Mittwochs dann wieder mit “Bella ciao“ über den Paso Giau zum Nuvolau an den Torre Anna und  durch die „Kaminführe“ (4-5 SL 4). Vom Gipfel einmal abseilen und wieder zurück über die Edelweißwiese zum Blaubeerkuchen. Eine echte Genusstour, in jeder Hinsicht.
Abends gab es nun eine ausführliche Kletterkonferenz, denn das Wetter am Donnerstag sollte schlechter werden.

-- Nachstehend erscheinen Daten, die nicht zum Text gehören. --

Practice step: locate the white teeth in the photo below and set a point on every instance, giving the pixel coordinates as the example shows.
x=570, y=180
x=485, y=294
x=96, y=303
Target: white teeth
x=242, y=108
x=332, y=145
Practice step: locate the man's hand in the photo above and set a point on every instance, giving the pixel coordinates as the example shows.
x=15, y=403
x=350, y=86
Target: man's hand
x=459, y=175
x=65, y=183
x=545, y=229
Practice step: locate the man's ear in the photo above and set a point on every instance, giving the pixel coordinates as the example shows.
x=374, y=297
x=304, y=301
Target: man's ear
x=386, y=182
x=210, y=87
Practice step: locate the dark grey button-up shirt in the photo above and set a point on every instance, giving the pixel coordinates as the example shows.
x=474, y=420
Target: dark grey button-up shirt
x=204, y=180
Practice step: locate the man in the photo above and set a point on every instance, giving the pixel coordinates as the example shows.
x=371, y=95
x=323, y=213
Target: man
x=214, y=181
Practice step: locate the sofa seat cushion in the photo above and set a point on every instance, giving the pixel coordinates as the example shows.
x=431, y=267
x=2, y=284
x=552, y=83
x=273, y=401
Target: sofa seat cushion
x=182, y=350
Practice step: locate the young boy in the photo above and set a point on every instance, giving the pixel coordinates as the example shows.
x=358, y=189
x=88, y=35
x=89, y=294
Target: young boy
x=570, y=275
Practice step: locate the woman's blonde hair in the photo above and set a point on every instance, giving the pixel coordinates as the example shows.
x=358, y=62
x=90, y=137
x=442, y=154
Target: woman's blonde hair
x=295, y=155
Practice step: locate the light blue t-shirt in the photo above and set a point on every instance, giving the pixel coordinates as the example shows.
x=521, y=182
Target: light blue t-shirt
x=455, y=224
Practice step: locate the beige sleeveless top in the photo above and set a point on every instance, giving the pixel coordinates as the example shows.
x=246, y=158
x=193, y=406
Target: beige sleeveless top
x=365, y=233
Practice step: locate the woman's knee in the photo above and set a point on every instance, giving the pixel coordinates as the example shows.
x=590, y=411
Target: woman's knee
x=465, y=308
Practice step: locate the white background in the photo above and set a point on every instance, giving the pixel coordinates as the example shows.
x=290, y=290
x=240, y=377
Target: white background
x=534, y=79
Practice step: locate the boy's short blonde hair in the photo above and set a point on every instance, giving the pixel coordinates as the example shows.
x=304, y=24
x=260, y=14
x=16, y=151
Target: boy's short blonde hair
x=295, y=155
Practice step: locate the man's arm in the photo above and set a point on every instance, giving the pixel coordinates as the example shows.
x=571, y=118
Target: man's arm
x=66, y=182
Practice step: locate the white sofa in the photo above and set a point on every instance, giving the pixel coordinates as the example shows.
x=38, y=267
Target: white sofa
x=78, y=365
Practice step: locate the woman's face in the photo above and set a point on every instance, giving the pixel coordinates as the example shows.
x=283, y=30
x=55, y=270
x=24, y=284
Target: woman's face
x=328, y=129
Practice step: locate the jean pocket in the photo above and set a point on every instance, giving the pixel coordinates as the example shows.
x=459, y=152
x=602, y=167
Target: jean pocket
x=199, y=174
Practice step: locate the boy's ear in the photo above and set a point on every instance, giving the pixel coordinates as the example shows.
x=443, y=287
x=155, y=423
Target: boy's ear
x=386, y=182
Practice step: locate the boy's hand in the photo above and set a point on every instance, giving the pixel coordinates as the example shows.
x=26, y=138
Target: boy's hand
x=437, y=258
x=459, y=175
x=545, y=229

Eine große Tagestour erschien uns zu unsicher und so reagierten wir mit Einseillängenrouten am Klettergarten „Spitzer Stein“ am Kleinen Lagazuoi. Lange Routen bis 6, aber bereit zum spontanen Rückzug.
Es wirkte manchmal schon beklemmend, dort über ehemaligen Schützengräben und Verhauen aus dem Ersten Weltkrieg zu klettern. Ein und derselbe Ort, doch Kriegsnot und Freizeitvergnügen sind nur um hundert Jahre getrennt.
Zurück in unserer glücklichen Jetztzeit. Nachmittags Einkehr mit Schlutzkrapfen, Einkaufsbummel und Eisbecher in Cortina und abends Knotenkunde bei Bier und Wein. So läßt‘s sich sein.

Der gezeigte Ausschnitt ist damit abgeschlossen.